If early childhood educational funding is a worry for NEISD and NISD, whose combined 172,000 students include some of the wealthiest in the city, then for SAISD the situation is even more challenging. According to Martinez, 93% of the district’s 53,000 students are economically disadvantaged, putting them at significantly higher risk of entering kindergarten with little or no literacy.
Growing up in poverty, Martinez says, children are exposed to a smaller vocabulary, and few, if any, books. According to SAYL, while in middle income neighborhoods the ratio of books per child is 13-to-1, in low income communities there is only one age appropriate book per 300 children.
“It’s not the fault of the parents,” Martinez told the Rivard Report. “I mean, they’re working two jobs. They’re doing the best they can. You know, I grew up in poverty. I (was never) exposed to books until I went to school. And, a lot of it, frankly, is that parents just don’t know.”
With 50% of the district’s students moving schools during the school year, low-income children’s early childhood and elementary education is also frequently disrupted, making it more difficult for teachers to implement coherent academic plans.
Martinez points to community initiatives like SAYL’s Reading Buddies and its distribution of 11,600 books to students this year as an important start in raising parental awareness. But just encouraging families to read to their children, he says, is not enough once major gaps have already formed.
What students need, Martinez argues, is a targeted diagnostic that empowers teachers and parents to focus on the particular components of literacy that a child is struggling with. That’s just what SAISD teachers are implementing in the NWEA MAPS Assessment, a personalized literacy diagnostic which rolled out this year. Accessible across districts, Martinez believes the tool may help with student transience as well.
Martinez doesn’t think this or any particular strategy is a silver bullet. What matters to him is collaborating, thinking systemically, and trying out research-based innovations. All three superintendents agreed that community initiatives like SAYL and district-wide strategies can only go as far as their funding permits.
“All of the Reading Buddies in the room can testify to the fact that, especially with a struggling student, this is a very personal business, this is a very human business,” Woods said. “And with those that struggle the most, that one-on-one or very small group attention is essential. And that talent and that time takes compensation, frankly.”
With the Legislature more inclined to budget cuts than increased education spending, this kind of change will require meaningful agitation from voters. Woods believes the more people get involved in a school helping struggling students, the more they will advocate for the funding schools need.
There may be no more rewarding and effective way to do that than by becoming a Reading Buddy.

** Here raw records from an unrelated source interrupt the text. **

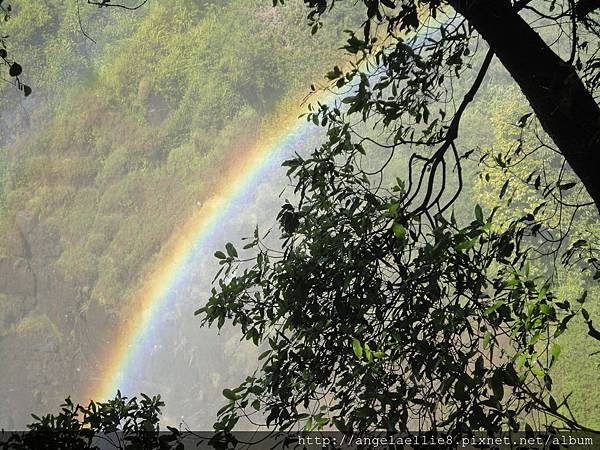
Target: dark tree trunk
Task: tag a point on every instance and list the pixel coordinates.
(564, 107)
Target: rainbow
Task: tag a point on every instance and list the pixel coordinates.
(135, 333)
(238, 182)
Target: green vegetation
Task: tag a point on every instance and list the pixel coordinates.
(132, 129)
(389, 306)
(394, 302)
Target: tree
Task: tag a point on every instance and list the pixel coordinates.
(381, 309)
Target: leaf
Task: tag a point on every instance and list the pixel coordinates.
(479, 213)
(493, 308)
(566, 186)
(466, 245)
(15, 70)
(357, 348)
(231, 251)
(399, 230)
(504, 187)
(555, 350)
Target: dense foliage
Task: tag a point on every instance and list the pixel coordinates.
(384, 309)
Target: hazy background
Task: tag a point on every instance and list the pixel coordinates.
(121, 142)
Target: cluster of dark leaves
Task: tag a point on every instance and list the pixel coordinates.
(14, 68)
(373, 317)
(120, 423)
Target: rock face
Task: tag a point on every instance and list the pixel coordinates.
(45, 340)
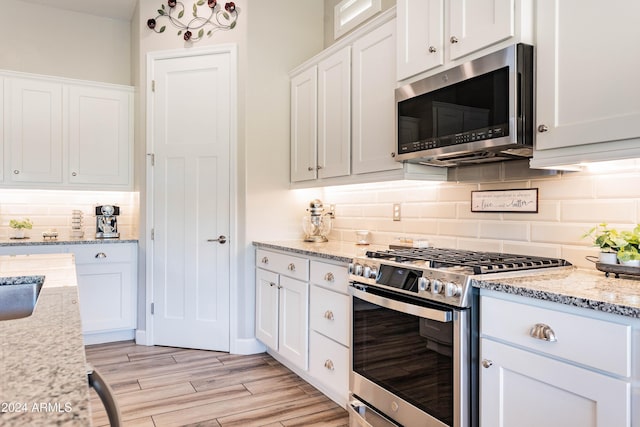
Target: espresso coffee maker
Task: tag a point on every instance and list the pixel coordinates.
(107, 221)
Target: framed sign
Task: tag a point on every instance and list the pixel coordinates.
(524, 200)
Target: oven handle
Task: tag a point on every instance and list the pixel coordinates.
(403, 307)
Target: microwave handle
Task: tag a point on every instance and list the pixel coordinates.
(442, 316)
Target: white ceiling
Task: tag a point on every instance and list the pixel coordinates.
(115, 9)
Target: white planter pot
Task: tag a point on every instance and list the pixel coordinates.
(608, 258)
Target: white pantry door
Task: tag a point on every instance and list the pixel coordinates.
(191, 124)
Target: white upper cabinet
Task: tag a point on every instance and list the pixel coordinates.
(33, 131)
(588, 89)
(100, 135)
(334, 115)
(432, 33)
(474, 25)
(304, 125)
(374, 83)
(66, 134)
(420, 36)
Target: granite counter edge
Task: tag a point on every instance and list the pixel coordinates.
(573, 301)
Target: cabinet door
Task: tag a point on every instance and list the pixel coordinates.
(294, 321)
(522, 389)
(374, 82)
(334, 119)
(476, 24)
(267, 308)
(33, 130)
(107, 296)
(304, 125)
(587, 85)
(420, 25)
(100, 136)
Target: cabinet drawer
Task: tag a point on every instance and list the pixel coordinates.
(592, 342)
(330, 276)
(103, 253)
(287, 265)
(329, 364)
(329, 313)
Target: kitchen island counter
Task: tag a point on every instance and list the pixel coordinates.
(572, 286)
(43, 374)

“I grew up always hating reading,” said Rachel Ferrier, who won the organization’s Volunteer of the Year award after volunteering for nine years. “So to be able to sit down and work with a kid each week is a wonderful blessing.”
Correction: An earlier version of this article stated that students in the Reading Buddies program improved their reading by four grade levels. Students in the program actually grew by “four reading levels,” a measurement SAYL uses that doesn’t correspond to actual grade levels.